The woods, always a menace even in the past, had triumphed in the end. They
crowded, dark and uncontrolled, to the borders of the drive. The beeches with white,
naked limbs leant close to one another, their branches intermingled in a strange
embrace, making a vault above my head like the archway of a church. And there were
other trees as well, trees that I did not recognize, squat oaks and tortured elms that
straggled cheek by jowl with the beeches, and had thrust themselves out of the quiet
earth, along with monster shrubs and plants, none of which I remembered.
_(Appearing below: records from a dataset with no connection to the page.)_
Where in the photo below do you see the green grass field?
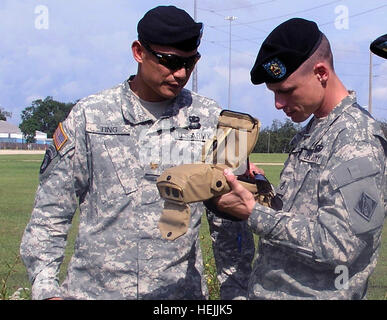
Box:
[0,154,387,300]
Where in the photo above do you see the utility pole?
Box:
[224,16,237,109]
[368,51,372,114]
[192,0,198,92]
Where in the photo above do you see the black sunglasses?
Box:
[141,42,201,70]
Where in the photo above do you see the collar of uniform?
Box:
[144,89,196,134]
[121,75,190,124]
[290,91,356,150]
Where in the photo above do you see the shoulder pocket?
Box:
[329,157,379,190]
[329,157,384,234]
What sort of atmosphere do the following techniques help to create and how effective
are they?

simile e.g. a vault like the archway of a church


metaphor e.g. monster shrubs
verbs that suggest a struggle or invasion e.g. They crowded, dark and
uncontrolled

Extract C
Read this extract, from the opening pages of the short story Kew Gardens (1919) by
Virginia Woolf, presenting a detailed, snails eye view of a garden.
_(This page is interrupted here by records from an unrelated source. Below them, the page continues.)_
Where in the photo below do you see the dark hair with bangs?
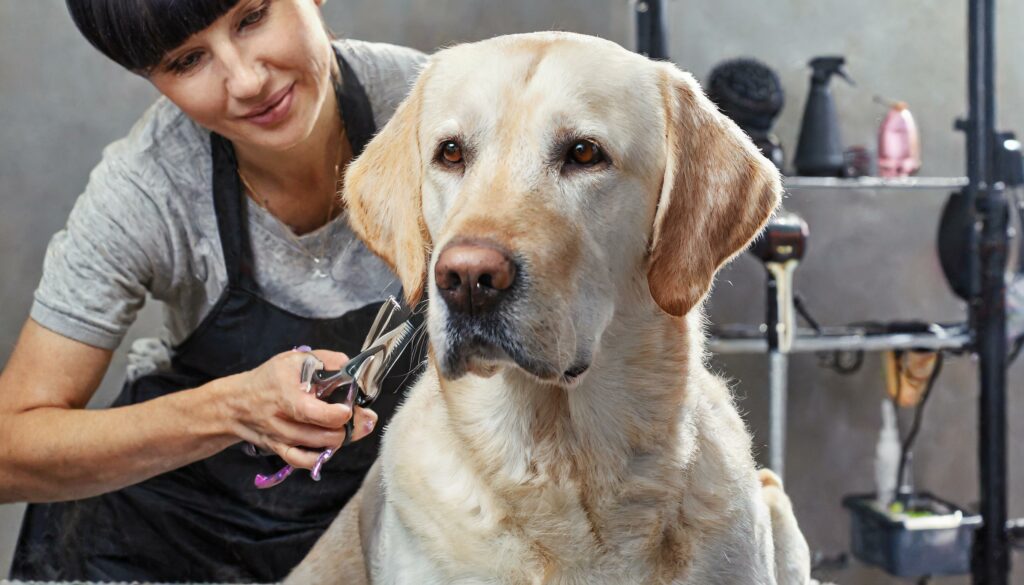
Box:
[67,0,239,75]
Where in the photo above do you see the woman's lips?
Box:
[243,83,295,126]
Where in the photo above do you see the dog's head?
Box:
[345,33,780,386]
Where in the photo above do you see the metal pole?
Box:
[768,349,790,482]
[634,0,669,59]
[966,0,1010,585]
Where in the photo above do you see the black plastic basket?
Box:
[843,493,981,577]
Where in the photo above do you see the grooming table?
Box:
[0,579,254,585]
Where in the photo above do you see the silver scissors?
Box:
[249,296,414,490]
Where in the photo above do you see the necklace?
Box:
[238,152,346,279]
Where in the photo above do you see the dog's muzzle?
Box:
[434,240,519,318]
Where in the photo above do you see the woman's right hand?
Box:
[222,349,377,469]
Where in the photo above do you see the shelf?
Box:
[708,326,971,353]
[782,176,968,191]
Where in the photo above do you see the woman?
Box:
[0,0,423,582]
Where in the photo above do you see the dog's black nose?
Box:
[434,241,516,315]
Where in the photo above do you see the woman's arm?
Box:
[0,320,377,502]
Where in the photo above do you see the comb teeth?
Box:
[374,321,416,384]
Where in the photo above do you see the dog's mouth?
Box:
[440,316,590,387]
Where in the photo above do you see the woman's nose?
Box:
[224,51,266,99]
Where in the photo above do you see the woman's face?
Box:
[148,0,333,151]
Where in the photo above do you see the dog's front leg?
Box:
[283,489,370,585]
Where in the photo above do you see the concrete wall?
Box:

In the oval flower-bed the snail, whose shell had been stained red, blue, and yellow for
the space of two minutes or so, now appeared to be moving very slightly in its shell,
and next began to labour over the crumbs of loose earth which broke away and rolled
down as it passed over them. Brown cliffs with deep green lakes in the hollows, flat,
blade-like trees that waved from root to tip, round boulders of grey stone, vast
crumpling surfaces of a thin crackling texture all these objects lay across the snails
progress between one stalk and another to his goal.
What features does the author use and how effective are they?